Phénofinlait, l'ambitieux programme de recherche engagé par la filière laitière en 2008, pourrait créer une petite révolution dans la connaissance de la composition du lait. Alors que, jusqu'ici, on se contentait de mesurer le TP et le TB, ce projet vise à analyser et à maîtriser les composants fins du lait, notamment les acides gras et les protéines. Un tel programme a pu voir le jour grâce aux avancées de la science.
D'une part, les laboratoires des contrôles laitiers sont capables de mesurer ces éléments à l'aide de leurs analyseurs par spectrométrie en moyen infrarouge. D'autre part, grâce à la génomique et à l'arrivée des puces de génotypage à haut débit, il est possible d'évaluer plus finement le potentiel génétique des animaux.
Depuis novembre dernier, une vaste enquête sur le terrain a débuté.
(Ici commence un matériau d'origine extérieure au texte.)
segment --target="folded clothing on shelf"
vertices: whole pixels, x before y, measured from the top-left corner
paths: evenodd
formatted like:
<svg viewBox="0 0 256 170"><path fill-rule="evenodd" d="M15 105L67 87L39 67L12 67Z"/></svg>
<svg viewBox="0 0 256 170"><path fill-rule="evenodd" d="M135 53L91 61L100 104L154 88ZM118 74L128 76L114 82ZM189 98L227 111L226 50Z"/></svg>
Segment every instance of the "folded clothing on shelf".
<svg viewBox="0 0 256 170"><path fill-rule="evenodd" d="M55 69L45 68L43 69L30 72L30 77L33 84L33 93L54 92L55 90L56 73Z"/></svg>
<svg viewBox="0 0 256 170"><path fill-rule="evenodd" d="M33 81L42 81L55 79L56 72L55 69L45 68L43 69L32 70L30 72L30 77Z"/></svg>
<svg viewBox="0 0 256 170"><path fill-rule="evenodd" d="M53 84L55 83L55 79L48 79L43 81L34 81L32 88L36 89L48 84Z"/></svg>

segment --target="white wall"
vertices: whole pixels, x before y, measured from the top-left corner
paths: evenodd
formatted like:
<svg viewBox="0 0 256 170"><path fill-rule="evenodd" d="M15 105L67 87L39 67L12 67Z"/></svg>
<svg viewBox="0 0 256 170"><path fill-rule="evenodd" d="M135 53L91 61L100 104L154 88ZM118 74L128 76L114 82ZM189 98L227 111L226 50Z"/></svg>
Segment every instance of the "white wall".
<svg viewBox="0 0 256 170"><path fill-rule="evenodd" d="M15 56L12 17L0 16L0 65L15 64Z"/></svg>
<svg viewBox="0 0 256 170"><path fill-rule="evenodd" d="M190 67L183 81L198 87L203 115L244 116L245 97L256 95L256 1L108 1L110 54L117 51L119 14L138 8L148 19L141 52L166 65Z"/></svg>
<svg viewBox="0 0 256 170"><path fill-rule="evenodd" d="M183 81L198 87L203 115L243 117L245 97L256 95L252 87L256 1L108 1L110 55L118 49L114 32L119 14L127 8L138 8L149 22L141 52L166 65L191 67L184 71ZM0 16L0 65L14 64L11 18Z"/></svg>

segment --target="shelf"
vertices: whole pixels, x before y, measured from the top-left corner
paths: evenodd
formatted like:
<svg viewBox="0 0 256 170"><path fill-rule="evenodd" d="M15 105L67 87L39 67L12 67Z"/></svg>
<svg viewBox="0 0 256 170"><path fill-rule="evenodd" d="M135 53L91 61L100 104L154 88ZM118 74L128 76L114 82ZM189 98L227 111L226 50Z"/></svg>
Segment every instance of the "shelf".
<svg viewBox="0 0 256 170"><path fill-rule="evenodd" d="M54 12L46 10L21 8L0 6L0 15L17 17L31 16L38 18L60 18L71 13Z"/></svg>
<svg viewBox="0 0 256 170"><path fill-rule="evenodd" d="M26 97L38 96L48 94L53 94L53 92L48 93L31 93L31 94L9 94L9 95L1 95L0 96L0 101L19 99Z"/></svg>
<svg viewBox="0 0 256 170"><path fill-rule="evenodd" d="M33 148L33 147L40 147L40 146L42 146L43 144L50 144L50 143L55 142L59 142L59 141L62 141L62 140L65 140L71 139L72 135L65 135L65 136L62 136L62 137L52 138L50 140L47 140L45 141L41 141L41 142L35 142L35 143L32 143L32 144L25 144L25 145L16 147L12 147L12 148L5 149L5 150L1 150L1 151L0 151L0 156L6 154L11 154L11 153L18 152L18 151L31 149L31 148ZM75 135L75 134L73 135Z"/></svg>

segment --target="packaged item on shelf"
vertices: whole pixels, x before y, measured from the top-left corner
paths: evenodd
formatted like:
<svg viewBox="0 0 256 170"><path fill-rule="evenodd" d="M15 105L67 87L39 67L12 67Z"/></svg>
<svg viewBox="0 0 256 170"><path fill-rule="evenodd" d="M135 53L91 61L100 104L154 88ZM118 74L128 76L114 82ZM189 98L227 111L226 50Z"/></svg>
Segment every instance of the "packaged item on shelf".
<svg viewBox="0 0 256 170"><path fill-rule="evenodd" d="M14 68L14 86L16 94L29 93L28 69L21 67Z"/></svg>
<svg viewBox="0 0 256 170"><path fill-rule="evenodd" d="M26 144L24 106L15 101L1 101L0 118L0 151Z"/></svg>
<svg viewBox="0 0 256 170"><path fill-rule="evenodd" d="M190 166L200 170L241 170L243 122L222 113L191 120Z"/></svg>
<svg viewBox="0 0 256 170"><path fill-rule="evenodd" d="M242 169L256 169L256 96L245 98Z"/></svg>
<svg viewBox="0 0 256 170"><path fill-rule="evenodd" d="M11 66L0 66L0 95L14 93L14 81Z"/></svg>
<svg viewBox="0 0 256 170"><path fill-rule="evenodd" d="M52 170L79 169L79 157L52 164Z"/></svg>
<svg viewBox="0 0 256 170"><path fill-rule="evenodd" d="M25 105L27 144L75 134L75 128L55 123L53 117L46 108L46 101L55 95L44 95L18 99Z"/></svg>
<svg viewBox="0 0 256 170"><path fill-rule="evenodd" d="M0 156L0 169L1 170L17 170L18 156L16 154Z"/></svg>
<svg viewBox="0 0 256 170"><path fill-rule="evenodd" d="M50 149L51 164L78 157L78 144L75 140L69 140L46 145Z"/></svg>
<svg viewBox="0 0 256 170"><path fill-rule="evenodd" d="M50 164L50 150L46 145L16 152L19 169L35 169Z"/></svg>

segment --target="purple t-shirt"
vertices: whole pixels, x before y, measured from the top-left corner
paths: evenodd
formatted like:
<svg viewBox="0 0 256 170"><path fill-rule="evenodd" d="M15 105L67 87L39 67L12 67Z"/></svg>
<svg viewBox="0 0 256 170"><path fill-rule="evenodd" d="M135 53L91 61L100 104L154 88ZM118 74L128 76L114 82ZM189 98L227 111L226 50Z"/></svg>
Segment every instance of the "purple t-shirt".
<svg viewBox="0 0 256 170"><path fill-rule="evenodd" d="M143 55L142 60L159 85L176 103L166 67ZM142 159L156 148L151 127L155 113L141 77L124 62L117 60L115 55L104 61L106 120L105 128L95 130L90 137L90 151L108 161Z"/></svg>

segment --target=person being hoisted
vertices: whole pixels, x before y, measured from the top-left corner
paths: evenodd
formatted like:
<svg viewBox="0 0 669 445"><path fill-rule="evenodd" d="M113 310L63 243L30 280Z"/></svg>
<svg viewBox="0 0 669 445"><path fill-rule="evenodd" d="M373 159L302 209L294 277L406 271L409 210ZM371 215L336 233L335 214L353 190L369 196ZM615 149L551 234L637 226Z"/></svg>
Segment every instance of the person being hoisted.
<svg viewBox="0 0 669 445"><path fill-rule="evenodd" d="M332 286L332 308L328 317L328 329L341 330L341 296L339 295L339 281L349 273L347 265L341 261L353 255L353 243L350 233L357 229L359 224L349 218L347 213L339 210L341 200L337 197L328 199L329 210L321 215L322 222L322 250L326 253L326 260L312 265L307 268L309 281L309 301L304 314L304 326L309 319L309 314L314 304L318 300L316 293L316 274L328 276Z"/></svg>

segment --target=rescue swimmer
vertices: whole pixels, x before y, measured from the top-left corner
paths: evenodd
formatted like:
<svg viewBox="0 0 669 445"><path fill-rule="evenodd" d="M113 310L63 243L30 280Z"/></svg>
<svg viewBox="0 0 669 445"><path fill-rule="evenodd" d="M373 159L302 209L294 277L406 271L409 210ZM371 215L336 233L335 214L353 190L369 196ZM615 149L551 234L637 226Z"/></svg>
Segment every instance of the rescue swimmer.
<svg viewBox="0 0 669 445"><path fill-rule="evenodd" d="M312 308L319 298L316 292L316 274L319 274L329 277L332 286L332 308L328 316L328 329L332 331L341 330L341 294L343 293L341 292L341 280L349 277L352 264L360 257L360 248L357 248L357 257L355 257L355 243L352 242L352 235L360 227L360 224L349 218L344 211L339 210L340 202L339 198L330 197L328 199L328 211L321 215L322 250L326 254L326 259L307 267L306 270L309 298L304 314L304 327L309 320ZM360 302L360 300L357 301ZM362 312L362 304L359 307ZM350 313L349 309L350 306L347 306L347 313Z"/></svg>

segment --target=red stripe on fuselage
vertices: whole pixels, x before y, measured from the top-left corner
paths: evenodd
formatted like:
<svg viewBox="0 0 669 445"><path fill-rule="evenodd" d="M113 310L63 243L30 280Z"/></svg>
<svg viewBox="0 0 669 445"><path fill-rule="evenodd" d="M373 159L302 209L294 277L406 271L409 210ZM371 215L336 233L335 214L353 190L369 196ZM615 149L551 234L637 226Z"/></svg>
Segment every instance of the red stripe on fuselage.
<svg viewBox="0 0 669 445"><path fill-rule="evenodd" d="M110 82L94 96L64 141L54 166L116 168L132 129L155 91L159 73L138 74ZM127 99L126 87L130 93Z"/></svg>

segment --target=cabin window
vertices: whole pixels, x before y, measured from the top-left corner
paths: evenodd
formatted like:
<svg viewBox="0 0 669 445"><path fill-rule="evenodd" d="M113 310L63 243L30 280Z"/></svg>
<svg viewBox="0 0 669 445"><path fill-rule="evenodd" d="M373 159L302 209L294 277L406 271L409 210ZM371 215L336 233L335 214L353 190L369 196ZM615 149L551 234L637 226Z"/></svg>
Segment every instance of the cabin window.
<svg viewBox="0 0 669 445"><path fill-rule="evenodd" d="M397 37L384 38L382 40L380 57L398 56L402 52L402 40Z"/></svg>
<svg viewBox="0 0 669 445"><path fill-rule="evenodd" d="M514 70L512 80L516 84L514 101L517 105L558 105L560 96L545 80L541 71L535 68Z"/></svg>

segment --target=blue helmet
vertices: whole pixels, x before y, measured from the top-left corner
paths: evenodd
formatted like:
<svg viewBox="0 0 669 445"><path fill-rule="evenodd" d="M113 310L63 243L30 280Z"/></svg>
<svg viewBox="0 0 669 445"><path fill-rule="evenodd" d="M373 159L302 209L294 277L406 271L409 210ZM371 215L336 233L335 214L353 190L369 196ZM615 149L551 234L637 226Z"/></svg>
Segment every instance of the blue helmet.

Pour les bovins, elle concerne 1 200 élevages et près de 12 000 femelles. Le but est d'alimenter une importante base de données afin d'entreprendre un travail de recherche. Les enregistrements portent sur trois domaines : l'analyse des composants fins du lait de chaque vache (phénotypage), le décryptage de leur ADN (génotypage) et leur mode d'alimentation. Ce programme cible des animaux holsteins, normands et montbéliards, mais bon nombre de résultats devraient être rapidement transposables à toutes les races laitières.
Ce projet doit se dérouler jusqu'en 2012. À terme, il permettra d'évaluer la part de la génétique, l'effet du milieu ainsi que les interactions de ces éléments dans le lait. Ensuite, les éleveurs disposeront de deux outils pour mieux les maîtriser : l'alimentation et le choix des reproducteurs. Toute la filière(1) s'est fortement mobilisée autour de ce projet. Une enveloppe de 4 M€ a été réunie pour le mener à bien. La France se place ainsi dans le peloton de tête de la recherche dans ce domaine. Les enjeux sont de répondre aux nouvelles attentes des consommateurs sur les effets des produits alimentaires sur la santé, et de contrecarrer certaines attaques subies par les produits laitiers. Mais ce programme soulève de nombreuses interrogations. Ces composants fins seront-ils pris en compte dans le paiement du lait ? Peut-on facilement modifier l'équilibre de ces éléments ? Certains systèmes d'élevage sont-ils plus favorables que d'autres à la production d'acides gras à fort intérêt nutritionnel ? Autant de questions auxquelles la filière devra répondre au fur et à mesure de l'avancée de ce projet.
NICOLAS LOUIS
(1) Le Cniel, FGE (France génétique élevage), les contrôles laitiers, les coopératives d'insémination, l'Institut de l'élevage, l'Inra…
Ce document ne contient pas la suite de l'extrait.